Adding Human Vetoes to Agent Workflows
- •Kondratiuk integrated mandatory human veto gates into his PM agent to prevent inaccurate Slack status updates.
- •Initial 'rubber-stamping' behaviors by the user necessitated adding manual text-entry friction to ensure actual review engagement.
- •Refined workflows now prioritize human gates only for irreversible actions, using a severity-based classification system.
Mykola Kondratiuk, an automation engineer, implemented a mandatory human veto gate for his project management agent after experiencing two embarrassing errors in three months. The agent, which pulls data from Jira to format and post weekly summaries to Slack, previously posted stale information and misidentified overdue tickets. Instead of refining the agent's logic, Kondratiuk integrated a human approval step as a structural component of the workflow, requiring a manual thumbs-up emoji before any team-wide communication occurs. This design follows principles observed in Microsoft Conductor, which treats human intervention as a default requirement rather than an optional safety feature.

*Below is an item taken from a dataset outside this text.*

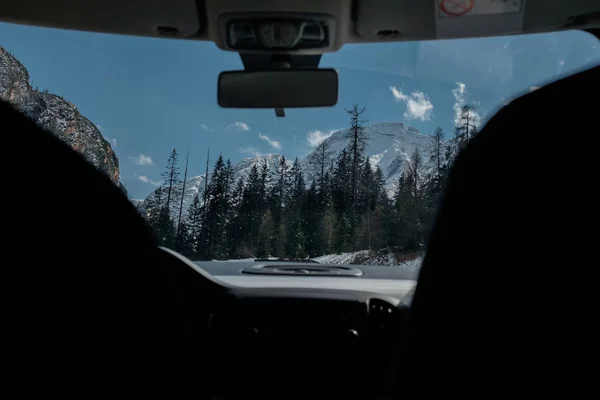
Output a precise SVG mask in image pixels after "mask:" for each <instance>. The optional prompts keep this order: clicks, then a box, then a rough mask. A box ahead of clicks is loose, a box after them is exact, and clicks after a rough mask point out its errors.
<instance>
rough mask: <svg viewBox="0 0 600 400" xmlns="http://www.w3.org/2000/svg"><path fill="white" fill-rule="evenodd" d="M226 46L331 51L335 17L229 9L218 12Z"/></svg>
mask: <svg viewBox="0 0 600 400" xmlns="http://www.w3.org/2000/svg"><path fill="white" fill-rule="evenodd" d="M218 23H219V32H220V36H221V37H222V38H224V41H223V43H224V44H225V46H226V49H227V50H235V51H256V52H263V51H268V52H277V51H286V52H291V51H298V50H319V51H321V52H325V51H332V50H333V45H334V43H335V32H336V29H335V18H334V17H333V16H331V15H321V14H300V13H250V14H248V13H243V14H239V13H228V14H221V15H220V16H219V22H218Z"/></svg>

Within three weeks, Kondratiuk discovered that simple approval buttons led to 'rubber-stamping,' where the human user stops carefully reviewing drafts, creating an invisible failure mode. He resolved this by introducing mandatory friction: reviewers must now type at least one word to confirm, rather than simply clicking an emoji. This change ensures active human engagement in the decision process.

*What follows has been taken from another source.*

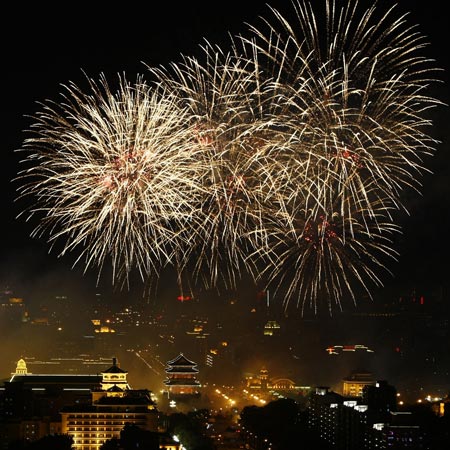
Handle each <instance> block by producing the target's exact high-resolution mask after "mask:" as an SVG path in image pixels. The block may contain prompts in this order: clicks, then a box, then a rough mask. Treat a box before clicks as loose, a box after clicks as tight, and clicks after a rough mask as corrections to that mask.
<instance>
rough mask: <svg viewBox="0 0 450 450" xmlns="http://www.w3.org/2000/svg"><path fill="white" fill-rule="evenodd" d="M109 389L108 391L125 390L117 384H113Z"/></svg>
mask: <svg viewBox="0 0 450 450" xmlns="http://www.w3.org/2000/svg"><path fill="white" fill-rule="evenodd" d="M107 391H108V392H123V391H124V390H123V389H122V388H121V387H119V386H117V385H116V384H115V385H114V386H111V387H110V388H109V389H107Z"/></svg>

Further refinements to the workflow included a three-tier severity classifier for decisions. Low-impact actions are now auto-approved, medium-impact tasks receive a soft review prompt, and high-impact actions require a hard gate. Additionally, Kondratiuk reduced the approval timeout from 2 hours to 30 minutes, with an escalating Slack ping if the task remains pending. He established a clear mental model for gate placement: if an action would be difficult to undo at 11pm on a Friday, it requires a human gate. Over 6 weeks of operation, the system successfully blocked two errors and improved draft quality while requiring only 3 minutes of daily overhead.